Turbulence teaches equivariance to neural networks
Ryley McConkey, Julia Balla, Jeremiah Bailey, Ali Backour, Elyssa Hofgard, Tommi Jaakkola, Abigail Bodner, Tess Smidt
TL;DR
This work investigates how the rotational symmetry of turbulence influences learned mappings between Navier–Stokes quantities and their generalization to unseen coordinate frames and flows. By defining an equivariance error $E(\mathbf{x}_n;g)=|\mathbf{f}(g\cdot \mathbf{x}_n)-g\cdot \mathbf{f}(\mathbf{x}_n)|$ and averaging it over a discrete rotation group $G=O$ with $|G|=24$, the authors assess how well a compact 3D CNN super-resolution model respects NS symmetries on a six-box turbulent channel dataset (Re$_{\tau}=1000$). They find a strong link between lower equivariance error and better generalization across time extrapolation, anisotropy shifts, and Reynolds-number transfer, and reveal that turbulence provides implicit data augmentation that strengthens with dataset size and isotropy in line with Kolmogorov’s local isotropy hypothesis, observable in scale-dependent equivariance spectra. The results imply that respecting NS symmetries improves transferability of tensorial flow mappings and motivate incorporating isotropy-aware training and equivariance biases in turbulence ML applications.
Abstract
We investigate how the rotational nature of turbulence affects learned mappings between quantities governed by the Navier-Stokes equations.

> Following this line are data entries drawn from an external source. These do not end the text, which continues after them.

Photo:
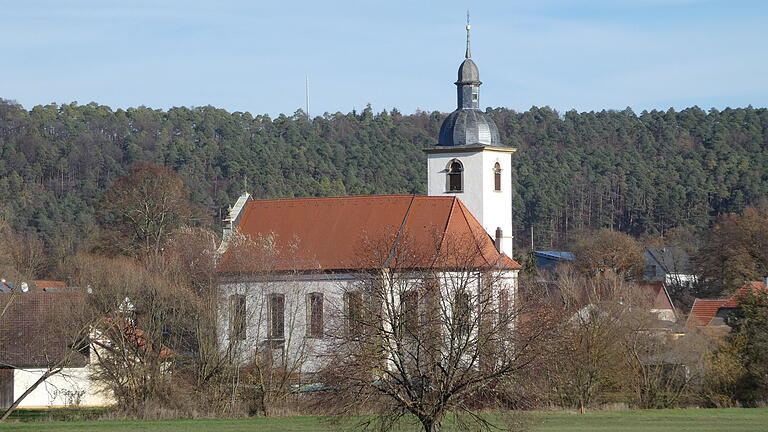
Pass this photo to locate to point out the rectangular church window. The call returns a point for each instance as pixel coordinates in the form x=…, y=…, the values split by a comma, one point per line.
x=315, y=315
x=237, y=317
x=276, y=316
x=354, y=306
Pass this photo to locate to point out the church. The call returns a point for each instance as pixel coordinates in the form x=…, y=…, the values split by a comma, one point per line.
x=280, y=298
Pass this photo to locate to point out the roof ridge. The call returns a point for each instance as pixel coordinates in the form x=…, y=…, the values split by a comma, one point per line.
x=351, y=197
x=399, y=232
x=469, y=225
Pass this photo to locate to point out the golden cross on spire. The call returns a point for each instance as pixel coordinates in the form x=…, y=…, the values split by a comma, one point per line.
x=468, y=54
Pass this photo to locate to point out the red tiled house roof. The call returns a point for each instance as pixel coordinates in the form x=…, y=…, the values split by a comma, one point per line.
x=332, y=233
x=704, y=311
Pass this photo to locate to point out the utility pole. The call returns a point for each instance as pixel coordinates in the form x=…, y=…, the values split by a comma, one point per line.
x=306, y=95
x=532, y=237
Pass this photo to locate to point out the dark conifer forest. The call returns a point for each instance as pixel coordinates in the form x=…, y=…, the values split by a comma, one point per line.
x=642, y=174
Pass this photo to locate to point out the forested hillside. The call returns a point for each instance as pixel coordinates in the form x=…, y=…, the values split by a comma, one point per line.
x=642, y=174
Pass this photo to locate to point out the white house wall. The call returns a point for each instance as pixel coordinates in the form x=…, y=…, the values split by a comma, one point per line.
x=62, y=389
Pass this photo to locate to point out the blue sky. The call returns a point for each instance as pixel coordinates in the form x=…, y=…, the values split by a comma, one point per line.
x=254, y=56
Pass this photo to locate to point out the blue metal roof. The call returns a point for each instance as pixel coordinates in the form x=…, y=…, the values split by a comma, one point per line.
x=558, y=255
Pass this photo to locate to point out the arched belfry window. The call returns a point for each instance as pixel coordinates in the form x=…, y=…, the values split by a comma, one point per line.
x=497, y=177
x=455, y=179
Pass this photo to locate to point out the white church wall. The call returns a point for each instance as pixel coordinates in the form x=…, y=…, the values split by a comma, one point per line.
x=497, y=205
x=492, y=208
x=472, y=193
x=297, y=349
x=306, y=353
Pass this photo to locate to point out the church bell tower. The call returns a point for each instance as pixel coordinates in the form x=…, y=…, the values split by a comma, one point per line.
x=470, y=162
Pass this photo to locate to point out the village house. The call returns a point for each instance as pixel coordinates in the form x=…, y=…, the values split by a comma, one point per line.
x=36, y=337
x=712, y=314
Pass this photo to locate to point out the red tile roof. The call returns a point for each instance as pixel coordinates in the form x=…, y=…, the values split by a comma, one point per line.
x=333, y=233
x=703, y=311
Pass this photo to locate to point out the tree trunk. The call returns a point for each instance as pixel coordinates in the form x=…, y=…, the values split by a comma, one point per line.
x=48, y=373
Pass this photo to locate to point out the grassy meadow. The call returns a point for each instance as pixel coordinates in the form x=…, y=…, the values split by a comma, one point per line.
x=680, y=420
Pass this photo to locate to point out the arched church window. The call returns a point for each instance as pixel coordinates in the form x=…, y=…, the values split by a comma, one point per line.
x=455, y=172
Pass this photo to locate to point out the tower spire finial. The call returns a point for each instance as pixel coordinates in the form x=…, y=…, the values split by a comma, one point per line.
x=468, y=54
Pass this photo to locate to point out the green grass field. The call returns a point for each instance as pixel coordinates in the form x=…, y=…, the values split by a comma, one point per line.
x=699, y=420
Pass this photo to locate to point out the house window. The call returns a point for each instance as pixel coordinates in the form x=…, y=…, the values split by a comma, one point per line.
x=6, y=388
x=462, y=314
x=503, y=307
x=409, y=302
x=237, y=317
x=354, y=306
x=276, y=316
x=315, y=315
x=650, y=272
x=455, y=173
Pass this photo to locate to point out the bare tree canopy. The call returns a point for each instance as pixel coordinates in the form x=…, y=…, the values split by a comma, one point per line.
x=606, y=250
x=140, y=210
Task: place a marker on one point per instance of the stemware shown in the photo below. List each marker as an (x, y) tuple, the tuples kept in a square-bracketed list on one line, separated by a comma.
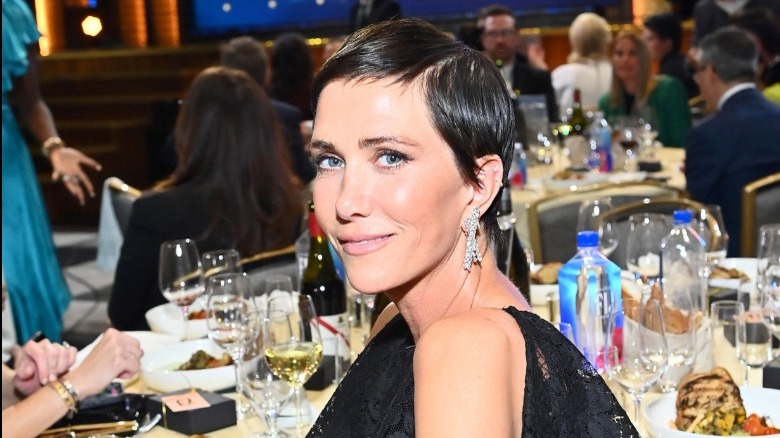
[(643, 245), (227, 308), (293, 344), (265, 392), (180, 275), (590, 218), (708, 223), (724, 317), (221, 261), (754, 340), (637, 356)]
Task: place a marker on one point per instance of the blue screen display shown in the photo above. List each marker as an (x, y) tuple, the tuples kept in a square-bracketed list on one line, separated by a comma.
[(235, 16)]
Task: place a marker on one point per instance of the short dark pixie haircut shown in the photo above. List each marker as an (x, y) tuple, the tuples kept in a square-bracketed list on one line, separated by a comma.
[(467, 99), (666, 26)]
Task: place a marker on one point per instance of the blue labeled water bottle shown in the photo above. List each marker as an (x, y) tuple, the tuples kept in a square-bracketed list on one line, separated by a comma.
[(590, 292)]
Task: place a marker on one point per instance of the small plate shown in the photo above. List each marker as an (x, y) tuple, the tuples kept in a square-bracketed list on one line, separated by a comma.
[(661, 412), (157, 368)]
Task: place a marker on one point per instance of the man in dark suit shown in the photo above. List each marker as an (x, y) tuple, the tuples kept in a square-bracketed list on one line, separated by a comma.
[(501, 44), (247, 54), (738, 143), (367, 12)]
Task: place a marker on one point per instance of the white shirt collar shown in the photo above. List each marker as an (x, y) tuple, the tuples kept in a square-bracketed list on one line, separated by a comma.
[(732, 91)]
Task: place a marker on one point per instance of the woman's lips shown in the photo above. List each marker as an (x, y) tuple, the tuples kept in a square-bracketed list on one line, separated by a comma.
[(362, 245)]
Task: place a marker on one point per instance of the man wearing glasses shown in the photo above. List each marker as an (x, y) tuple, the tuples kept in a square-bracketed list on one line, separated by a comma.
[(501, 44), (737, 143)]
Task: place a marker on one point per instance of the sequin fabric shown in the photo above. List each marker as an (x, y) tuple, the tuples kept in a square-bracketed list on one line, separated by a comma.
[(564, 395)]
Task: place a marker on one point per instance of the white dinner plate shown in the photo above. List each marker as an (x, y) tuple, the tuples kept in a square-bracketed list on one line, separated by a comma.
[(157, 368), (660, 413), (167, 318)]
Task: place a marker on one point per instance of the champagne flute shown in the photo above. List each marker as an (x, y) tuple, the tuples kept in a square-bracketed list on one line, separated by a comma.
[(181, 275), (293, 344), (221, 261), (643, 246), (637, 355), (590, 218), (227, 310), (266, 393)]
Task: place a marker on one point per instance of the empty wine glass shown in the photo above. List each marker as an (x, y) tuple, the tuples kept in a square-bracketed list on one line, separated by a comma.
[(708, 223), (591, 216), (637, 354), (643, 245), (227, 309), (266, 393), (293, 344), (181, 275), (221, 261)]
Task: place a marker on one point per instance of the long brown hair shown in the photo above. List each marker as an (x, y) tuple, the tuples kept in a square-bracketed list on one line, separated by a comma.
[(645, 78), (229, 142)]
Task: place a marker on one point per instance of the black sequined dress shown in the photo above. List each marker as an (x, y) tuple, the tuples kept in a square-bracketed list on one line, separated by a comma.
[(564, 395)]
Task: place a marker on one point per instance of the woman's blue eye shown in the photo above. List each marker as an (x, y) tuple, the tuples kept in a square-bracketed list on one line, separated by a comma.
[(328, 162)]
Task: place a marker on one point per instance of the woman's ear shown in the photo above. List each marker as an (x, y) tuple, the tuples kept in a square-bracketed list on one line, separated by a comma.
[(490, 173)]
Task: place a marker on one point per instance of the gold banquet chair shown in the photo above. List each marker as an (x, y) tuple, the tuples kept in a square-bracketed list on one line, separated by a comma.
[(552, 220), (760, 206)]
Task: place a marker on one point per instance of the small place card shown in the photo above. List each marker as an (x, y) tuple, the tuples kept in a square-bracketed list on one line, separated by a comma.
[(187, 401)]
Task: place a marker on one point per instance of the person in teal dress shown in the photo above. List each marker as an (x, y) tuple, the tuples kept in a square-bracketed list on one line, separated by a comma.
[(635, 91), (38, 293)]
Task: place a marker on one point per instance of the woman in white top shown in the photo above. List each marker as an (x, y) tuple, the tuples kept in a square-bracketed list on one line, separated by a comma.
[(588, 67)]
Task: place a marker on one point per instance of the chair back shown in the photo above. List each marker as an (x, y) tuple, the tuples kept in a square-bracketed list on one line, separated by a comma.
[(620, 215), (760, 206), (275, 262), (552, 220), (122, 198)]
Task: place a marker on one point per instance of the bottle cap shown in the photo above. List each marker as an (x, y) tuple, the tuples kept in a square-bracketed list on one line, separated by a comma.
[(682, 217), (587, 239)]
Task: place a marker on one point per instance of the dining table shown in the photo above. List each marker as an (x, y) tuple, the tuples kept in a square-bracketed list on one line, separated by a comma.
[(539, 177)]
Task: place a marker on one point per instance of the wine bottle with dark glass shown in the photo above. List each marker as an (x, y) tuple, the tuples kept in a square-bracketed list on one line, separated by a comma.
[(328, 293)]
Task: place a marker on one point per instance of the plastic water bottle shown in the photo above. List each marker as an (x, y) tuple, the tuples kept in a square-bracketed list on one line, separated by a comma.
[(684, 261), (590, 292), (518, 171), (601, 139)]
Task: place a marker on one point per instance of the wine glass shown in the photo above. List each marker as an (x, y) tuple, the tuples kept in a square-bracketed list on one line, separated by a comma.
[(708, 222), (591, 218), (754, 339), (227, 308), (221, 261), (643, 245), (266, 393), (293, 344), (637, 354), (181, 275), (680, 320)]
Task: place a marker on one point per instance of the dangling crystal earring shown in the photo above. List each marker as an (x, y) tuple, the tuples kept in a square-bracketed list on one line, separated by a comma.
[(472, 250)]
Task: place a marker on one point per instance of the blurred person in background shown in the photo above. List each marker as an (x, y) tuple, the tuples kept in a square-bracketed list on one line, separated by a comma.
[(588, 67), (764, 27), (292, 69), (233, 188), (399, 134), (501, 44), (37, 291), (636, 91), (737, 143), (248, 54), (663, 36), (366, 12), (43, 388)]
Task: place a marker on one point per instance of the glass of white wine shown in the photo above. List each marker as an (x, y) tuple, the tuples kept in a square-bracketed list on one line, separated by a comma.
[(637, 355), (180, 275), (293, 343)]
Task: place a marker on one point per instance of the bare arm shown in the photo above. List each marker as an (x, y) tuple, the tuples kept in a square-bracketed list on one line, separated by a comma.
[(469, 377), (35, 115)]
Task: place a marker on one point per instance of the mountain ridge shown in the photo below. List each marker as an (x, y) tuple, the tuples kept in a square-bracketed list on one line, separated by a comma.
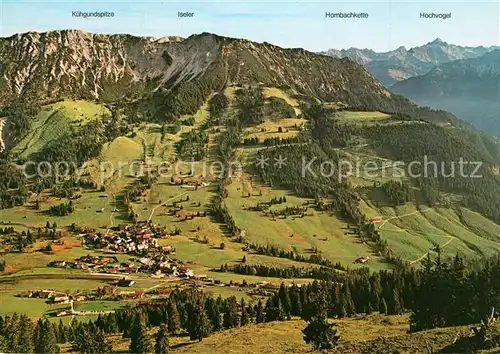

By varying the degree of anisotropy in a turbulence dataset, we explore how statistical symmetry affects these mappings. To do this, we train super-resolution models at different wall-normal locations in a channel flow, where anisotropy varies naturally, and test their generalization. By evaluating the learned mappings on new coordinate frames and new flow conditions, we find that coordinate-frame generalization is a key part of the generalization problem. Turbulent flows naturally present a wide range of local orientations, so respecting the symmetries of the Navier-Stokes equations improves generalization to new flows. Importantly, turbulence's rotational structure can embed these symmetries into learned mappings -- an effect that strengthens with isotropy and dataset size. This is because a more isotropic dataset samples a wider range of orientations, more fully covering the rotational symmetries of the Navier-Stokes equations. The dependence on isotropy means equivariance error is also scale-dependent, consistent with Kolmogorov's hypothesis. Therefore, turbulence provides its own data augmentation (we term this implicit data augmentation). We expect this effect to apply broadly to learned mappings between tensorial flow quantities, making it relevant to most machine learning applications in turbulence.